Si mischiano un sacco di cose in questa domenica bolognese. L’Italicum con il voto decisivo di oggi («Abbiamo rischiato l’osso del collo» afferma il capo del governo). L’eco degli scontri all’Expo. Il brontolio sordo delle varie minoranze pd che qui a Bologna hanno la roccaforte più nutrita, ma che, da tradizione, riescono a procedere in ordine rigorosamente sparso. Gianni Cuperlo, che si è astenuto sulla riforma elettorale, è presente alla Festa (e Renzi gli regala un «benvenuto a casa tua»). Andrea De Maria, che ha votato a favore, pure. Pier Luigi Bersani, non invitato, non si fa vedere. E la prodiana Sandra Zampa fa una toccata e fuga. Sul palco, assieme al premier, il governatore Stefano Bonaccini e il segretario provinciale (cuperliano) Francesco Critelli.
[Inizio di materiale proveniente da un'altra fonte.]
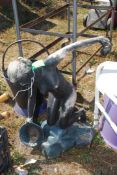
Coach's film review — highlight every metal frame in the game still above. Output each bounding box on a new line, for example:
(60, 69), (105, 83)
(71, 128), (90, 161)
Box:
(11, 0), (115, 85)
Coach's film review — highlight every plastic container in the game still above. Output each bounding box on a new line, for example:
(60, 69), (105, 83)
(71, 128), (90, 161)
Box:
(100, 96), (117, 150)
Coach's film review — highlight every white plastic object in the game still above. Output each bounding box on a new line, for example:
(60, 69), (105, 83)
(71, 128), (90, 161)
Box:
(94, 61), (117, 134)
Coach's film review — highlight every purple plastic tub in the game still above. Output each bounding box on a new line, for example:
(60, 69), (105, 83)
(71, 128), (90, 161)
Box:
(14, 101), (47, 117)
(100, 96), (117, 150)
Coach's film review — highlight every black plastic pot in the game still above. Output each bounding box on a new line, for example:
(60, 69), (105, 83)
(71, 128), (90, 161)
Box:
(2, 39), (49, 114)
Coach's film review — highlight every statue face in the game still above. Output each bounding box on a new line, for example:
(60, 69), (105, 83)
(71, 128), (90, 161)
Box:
(18, 70), (34, 87)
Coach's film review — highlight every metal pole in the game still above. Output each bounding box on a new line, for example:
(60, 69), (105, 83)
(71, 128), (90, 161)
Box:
(109, 1), (115, 42)
(12, 0), (23, 57)
(67, 0), (71, 33)
(72, 0), (77, 85)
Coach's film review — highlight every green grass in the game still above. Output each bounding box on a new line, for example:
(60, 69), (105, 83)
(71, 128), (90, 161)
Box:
(93, 133), (105, 146)
(0, 1), (117, 175)
(11, 151), (25, 165)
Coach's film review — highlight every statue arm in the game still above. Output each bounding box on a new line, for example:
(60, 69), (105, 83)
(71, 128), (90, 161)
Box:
(44, 36), (111, 67)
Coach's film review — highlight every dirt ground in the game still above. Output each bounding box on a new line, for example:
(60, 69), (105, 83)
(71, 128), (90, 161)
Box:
(0, 1), (117, 175)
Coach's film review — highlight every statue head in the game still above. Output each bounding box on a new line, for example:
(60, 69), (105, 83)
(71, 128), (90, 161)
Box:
(7, 57), (33, 85)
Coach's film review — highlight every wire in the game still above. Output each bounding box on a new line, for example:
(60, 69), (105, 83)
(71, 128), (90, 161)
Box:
(2, 39), (49, 73)
(12, 70), (35, 101)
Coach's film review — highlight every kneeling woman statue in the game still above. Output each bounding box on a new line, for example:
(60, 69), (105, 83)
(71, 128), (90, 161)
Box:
(7, 36), (111, 129)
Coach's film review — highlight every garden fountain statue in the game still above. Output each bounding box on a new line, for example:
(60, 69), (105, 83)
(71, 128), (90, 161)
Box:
(4, 36), (111, 156)
(7, 36), (111, 128)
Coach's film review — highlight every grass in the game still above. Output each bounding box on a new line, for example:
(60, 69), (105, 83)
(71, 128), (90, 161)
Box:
(93, 133), (105, 145)
(11, 151), (25, 165)
(0, 1), (117, 174)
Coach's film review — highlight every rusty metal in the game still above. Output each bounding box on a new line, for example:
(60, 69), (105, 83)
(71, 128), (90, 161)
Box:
(20, 4), (69, 29)
(59, 70), (72, 75)
(61, 60), (73, 70)
(60, 46), (103, 75)
(12, 0), (114, 82)
(23, 8), (111, 77)
(76, 46), (102, 74)
(76, 50), (102, 57)
(80, 33), (98, 38)
(28, 33), (70, 60)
Renzi alterna bastone a carota. «Possono mandarci a casa, ma non possono fermarci, non sono qui per stare 20 anni al potere ma per cambiare l’Italia». E a un militante appassionato di caccia grossa che lo invita «a tagliare la testa agli elefanti della minoranza», replica: «Io non schiaccio la testa a nessuno, ma non mollo». Quindi un conciliante «il Pd litiga ma va avanti tutto insieme» verso riforme che si chiamano Italicum, Fisco, giustizia, Titolo V. Subito dopo però l’avvertimento: «Non saremo come Dorando Pietri, non ci fermeranno a 100 metri dal traguardo». C’è un passaggio anche per quel deserto di macerie che è l’attuale centrodestra. A chi lo accusa di bulimia da potere, Renzi replica con l’augurio che «si formi un grande partito di destra: saremo più contenti quando lo sconfiggeremo e farà bene alla democrazia, hanno tempo fino al 2018 per organizzarsi». Poi l’ennesimo annuncio del ritorno dell’Unità in edicola: «Stiamo vedendo con Cuperlo alcune idee bislacche da realizzare prima della Festa nazionale di Milano di fine agosto», assicura.
Domenica tutta di corsa. Iniziata a Mestre a sostegno di Alessandra Moretti, candidata per la guida del Veneto contro il leghista Luca Zaia e il ribelle Flavio Tosi, e di Felice Casson, che corre per la fascia tricolore a Venezia. Poi una parentesi di alta musica alla casa-museo di Luciano Pavarotti, nel Modenese, «luogo magico e simbolo di italianità». In mezzo, alla rassegna «Aquae» a Venezia, ricucitura con Romano Prodi dopo i veleni per la mancata citazione del ruolo svolto nel 2007 dal governo del Professore nel sostenere la candidatura di Milano. Stretta di mano e taglio del nastro in coppia. «Nessuno nega a Prodi e al suo esecutivo la straordinaria importanza che ha avuto» riconosce Renzi, incassando uno di quei sorrisi prodiani che possono significare tutto e il loro contrario.